SMART VILLAGES OF ITALY

TheSmart Village of Italy MIT practicum traveled to Sicily and Lombardy in the summer of 2022 to document how shrinkage alters culturally rich regions and to advance design propositions that center technology and community participation.

How can digital technologies support shrinking landscapes in order to advance new development trajectories, while leveraging small towns’ heritage and local productions? What transformative urban design actions are needed at the local level to effect this digital transition?

These questions were explored in the “Smart Villages of Italy” practicum, offered in MIT’s Department of Urban Studies and Planning in Fall of 2022. The practicum course was instructed by Professor Brent D. Ryan together with DUSP Ph.D. Candidate and co-founder Liminal Carmelo Ignaccolo. The practicum occurred in partnership with Politecnico di Milano Architecture, Built Environment and Construction Engineering (ABC) & Telecommunication Engineering Departments. The practicum was funded by MISTI-ITALY and the Progetto Rocca Foundation. 

Prior to the beginning of the semester, students and faculty members conducted 10 days of fieldwork activities. The group traveled to some of the most challenging and impoverished areas of interior Sicily- Favara, Vizzini, and Centuripe. Students investigated the role of art, public policies, and remote working as tools to promote new forms of development. Together with PoliMi, the class also scrutinized similar marginalized settlements in the Valtellina area of the Italian Alps, including Tirano and Teglio.

Students’ final projects, focused on diverse topics related to rural abandonment and depopulation, including the spatial metrics of abandonment in Sicily, a remote-working regional plan for Valtellina, small business digital outreach and analytics on CDR data, Valtellina opportunities for the upcoming winter Olympics, and design guidelines for tourism and food production in Sicily.

The Smart Villages practicum was the first time that the Massachusetts Institute of Technology (MIT) organized an urban planning course on the theme of depopulation and widespread historical heritage in Italy. Students were exposed to new and unique contexts that bear witness to the cultural richness of Italy’s remote areas but also to the fragility of an economically and demographically impoverished territory.

Brent D. Ryan

Italy has the third oldest population in the world.
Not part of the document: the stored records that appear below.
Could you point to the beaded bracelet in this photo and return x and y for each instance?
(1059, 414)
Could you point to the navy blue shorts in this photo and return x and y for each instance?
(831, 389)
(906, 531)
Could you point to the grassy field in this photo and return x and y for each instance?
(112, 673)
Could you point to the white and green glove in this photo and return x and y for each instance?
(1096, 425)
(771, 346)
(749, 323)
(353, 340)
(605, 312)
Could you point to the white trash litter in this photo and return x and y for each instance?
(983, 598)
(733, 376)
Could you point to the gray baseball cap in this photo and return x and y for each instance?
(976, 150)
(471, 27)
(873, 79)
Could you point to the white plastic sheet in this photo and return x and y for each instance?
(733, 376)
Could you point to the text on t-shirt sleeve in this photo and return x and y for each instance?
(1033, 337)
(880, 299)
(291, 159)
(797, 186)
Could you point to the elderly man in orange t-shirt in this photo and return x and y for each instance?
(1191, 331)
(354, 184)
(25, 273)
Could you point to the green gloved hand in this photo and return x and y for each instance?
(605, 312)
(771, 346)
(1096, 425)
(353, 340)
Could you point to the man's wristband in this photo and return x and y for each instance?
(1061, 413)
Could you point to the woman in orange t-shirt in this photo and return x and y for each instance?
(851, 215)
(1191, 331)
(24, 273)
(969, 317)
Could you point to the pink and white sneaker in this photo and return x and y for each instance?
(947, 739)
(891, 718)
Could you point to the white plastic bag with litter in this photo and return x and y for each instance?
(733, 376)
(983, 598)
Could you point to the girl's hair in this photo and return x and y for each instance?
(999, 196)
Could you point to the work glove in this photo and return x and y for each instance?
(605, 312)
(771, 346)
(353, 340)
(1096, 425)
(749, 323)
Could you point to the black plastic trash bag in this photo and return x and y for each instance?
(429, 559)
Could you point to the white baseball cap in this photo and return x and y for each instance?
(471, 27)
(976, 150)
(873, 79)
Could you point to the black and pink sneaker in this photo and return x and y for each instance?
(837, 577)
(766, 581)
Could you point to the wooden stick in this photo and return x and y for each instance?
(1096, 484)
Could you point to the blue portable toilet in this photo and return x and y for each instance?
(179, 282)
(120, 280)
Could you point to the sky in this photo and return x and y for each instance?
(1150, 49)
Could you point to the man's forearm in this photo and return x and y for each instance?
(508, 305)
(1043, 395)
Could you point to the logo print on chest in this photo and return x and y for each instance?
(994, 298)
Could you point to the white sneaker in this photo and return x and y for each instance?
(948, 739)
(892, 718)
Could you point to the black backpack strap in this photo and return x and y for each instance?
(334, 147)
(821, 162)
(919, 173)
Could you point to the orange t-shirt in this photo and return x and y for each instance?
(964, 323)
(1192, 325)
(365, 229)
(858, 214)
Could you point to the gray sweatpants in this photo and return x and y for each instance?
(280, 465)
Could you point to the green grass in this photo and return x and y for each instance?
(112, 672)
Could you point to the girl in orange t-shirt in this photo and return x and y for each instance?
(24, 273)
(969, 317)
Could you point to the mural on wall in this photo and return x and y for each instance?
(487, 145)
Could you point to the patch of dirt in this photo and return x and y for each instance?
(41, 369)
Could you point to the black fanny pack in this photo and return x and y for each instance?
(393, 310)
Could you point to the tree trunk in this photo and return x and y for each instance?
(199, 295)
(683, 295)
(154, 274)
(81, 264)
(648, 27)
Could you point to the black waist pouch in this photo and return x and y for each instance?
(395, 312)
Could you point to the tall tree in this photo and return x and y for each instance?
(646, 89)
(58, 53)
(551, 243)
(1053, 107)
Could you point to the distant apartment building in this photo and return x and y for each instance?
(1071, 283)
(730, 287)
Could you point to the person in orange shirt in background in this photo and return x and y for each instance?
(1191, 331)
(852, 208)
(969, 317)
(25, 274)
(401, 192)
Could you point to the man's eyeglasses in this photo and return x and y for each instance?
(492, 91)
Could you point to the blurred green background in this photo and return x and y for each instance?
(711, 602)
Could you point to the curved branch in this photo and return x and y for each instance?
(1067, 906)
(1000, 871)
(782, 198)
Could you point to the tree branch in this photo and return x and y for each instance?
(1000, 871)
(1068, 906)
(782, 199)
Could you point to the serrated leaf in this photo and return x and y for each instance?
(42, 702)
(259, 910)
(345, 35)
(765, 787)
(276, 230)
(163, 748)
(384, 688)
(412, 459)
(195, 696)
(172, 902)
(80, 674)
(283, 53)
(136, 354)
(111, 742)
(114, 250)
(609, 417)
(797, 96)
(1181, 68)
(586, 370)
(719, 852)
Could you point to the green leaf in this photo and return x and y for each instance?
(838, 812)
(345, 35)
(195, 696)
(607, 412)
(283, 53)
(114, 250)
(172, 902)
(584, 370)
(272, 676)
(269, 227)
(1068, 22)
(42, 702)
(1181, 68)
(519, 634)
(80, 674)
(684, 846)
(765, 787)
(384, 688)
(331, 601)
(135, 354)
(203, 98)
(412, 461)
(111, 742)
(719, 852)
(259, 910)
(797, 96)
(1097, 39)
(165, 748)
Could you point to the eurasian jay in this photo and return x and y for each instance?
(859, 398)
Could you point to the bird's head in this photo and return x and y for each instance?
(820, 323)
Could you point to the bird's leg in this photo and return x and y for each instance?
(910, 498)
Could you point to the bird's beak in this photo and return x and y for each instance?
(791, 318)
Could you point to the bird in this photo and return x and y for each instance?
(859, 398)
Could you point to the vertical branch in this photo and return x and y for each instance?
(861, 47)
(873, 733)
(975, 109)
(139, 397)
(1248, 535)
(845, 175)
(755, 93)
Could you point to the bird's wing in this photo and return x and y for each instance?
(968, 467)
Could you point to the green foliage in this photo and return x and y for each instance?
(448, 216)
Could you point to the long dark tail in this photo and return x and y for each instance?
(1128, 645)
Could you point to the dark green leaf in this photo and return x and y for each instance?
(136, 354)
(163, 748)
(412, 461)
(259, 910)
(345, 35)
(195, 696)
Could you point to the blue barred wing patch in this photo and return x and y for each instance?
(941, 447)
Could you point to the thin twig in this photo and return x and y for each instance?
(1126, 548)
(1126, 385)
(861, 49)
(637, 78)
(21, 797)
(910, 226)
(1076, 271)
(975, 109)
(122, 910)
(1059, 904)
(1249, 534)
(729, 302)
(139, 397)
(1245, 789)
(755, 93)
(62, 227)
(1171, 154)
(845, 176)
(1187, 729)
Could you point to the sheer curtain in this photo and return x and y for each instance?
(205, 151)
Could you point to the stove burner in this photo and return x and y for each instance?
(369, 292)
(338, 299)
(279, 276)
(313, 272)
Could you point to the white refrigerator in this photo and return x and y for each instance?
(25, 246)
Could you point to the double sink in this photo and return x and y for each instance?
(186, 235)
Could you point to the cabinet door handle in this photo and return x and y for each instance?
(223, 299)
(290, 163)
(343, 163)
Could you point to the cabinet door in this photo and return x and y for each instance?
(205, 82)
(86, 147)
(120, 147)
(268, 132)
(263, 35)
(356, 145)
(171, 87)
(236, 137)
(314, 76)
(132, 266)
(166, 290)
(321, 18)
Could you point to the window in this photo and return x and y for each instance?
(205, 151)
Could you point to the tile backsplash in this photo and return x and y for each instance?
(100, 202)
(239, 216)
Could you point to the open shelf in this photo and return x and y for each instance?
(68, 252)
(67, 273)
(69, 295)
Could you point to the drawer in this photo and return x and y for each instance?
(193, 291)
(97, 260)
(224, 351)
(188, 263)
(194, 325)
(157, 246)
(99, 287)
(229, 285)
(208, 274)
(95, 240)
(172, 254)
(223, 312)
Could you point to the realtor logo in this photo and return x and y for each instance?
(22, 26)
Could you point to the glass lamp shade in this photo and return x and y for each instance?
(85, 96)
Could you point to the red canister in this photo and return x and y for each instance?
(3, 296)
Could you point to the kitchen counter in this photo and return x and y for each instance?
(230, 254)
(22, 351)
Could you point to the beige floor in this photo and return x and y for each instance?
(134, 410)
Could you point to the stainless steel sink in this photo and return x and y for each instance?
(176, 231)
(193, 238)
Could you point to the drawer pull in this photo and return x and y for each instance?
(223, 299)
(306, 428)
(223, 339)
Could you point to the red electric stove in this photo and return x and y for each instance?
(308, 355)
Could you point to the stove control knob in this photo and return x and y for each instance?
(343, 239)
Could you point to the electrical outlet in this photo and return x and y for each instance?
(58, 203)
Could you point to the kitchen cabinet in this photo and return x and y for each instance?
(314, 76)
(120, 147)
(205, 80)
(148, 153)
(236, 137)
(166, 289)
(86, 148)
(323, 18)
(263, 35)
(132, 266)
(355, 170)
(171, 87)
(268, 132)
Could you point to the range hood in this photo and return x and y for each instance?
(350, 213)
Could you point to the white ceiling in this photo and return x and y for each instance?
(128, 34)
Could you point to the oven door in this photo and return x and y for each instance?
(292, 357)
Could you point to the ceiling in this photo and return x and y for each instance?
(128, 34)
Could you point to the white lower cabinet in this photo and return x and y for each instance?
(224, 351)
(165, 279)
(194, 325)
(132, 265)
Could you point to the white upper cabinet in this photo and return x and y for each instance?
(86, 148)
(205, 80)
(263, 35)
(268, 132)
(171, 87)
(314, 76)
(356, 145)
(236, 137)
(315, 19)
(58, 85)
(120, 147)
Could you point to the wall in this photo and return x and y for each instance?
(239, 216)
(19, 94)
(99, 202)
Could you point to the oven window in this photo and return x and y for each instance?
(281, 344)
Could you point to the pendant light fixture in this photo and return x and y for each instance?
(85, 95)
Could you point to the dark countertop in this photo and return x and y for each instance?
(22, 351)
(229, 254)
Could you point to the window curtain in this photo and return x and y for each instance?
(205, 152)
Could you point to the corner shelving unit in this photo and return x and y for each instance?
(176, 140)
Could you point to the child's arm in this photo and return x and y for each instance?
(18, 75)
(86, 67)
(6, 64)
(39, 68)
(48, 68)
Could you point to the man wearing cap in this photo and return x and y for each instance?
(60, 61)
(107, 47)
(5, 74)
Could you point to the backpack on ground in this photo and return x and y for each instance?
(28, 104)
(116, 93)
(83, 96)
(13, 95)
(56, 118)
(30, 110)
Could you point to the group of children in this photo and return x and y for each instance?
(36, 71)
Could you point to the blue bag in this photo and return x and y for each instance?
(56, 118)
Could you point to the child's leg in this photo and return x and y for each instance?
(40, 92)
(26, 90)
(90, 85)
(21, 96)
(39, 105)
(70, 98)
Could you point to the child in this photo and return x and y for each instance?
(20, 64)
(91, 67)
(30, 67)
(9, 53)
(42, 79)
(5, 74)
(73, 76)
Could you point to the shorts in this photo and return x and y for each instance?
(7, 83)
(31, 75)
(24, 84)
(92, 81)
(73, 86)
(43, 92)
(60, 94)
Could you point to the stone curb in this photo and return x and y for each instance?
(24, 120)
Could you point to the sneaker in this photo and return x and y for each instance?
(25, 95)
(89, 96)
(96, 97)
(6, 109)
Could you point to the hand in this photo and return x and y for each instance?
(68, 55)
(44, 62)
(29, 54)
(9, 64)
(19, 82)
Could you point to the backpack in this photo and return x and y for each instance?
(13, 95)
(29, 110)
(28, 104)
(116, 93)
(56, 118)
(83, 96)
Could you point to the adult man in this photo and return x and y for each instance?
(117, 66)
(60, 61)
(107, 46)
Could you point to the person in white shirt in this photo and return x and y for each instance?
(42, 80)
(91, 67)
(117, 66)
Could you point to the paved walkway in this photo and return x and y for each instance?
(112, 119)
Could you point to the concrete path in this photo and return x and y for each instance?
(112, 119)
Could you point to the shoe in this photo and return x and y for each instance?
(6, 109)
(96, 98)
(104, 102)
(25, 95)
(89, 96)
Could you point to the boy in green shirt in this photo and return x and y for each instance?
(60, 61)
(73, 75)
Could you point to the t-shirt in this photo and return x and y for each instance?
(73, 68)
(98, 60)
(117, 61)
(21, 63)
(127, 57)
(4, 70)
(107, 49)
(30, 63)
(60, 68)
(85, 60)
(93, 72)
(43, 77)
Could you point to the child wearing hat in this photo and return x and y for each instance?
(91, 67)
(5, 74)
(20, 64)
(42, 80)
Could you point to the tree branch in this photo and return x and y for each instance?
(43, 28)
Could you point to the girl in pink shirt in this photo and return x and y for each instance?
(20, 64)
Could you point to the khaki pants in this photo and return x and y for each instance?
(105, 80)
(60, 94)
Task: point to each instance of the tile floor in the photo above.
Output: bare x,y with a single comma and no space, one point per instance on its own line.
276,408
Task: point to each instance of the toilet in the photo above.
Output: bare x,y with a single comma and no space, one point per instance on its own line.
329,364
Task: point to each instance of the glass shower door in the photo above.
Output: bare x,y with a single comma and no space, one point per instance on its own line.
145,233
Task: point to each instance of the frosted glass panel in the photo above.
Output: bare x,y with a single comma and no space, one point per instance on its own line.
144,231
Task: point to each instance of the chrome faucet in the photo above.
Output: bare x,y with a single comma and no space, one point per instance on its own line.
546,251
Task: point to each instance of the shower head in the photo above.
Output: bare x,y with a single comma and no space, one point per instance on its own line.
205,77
As of 2020, 23% of the Italian population was aged 65 years and older, after Japan and Monaco. Therefore, understanding the spatial implications of demographic decline is of central importance, especially to small towns at risk of extinction. Through this practicum, we are interested in understanding what happens when technology (e.g., optic fiber, high-speed connectivity) meets physical remoteness and abandonment in heritage-rich settlements.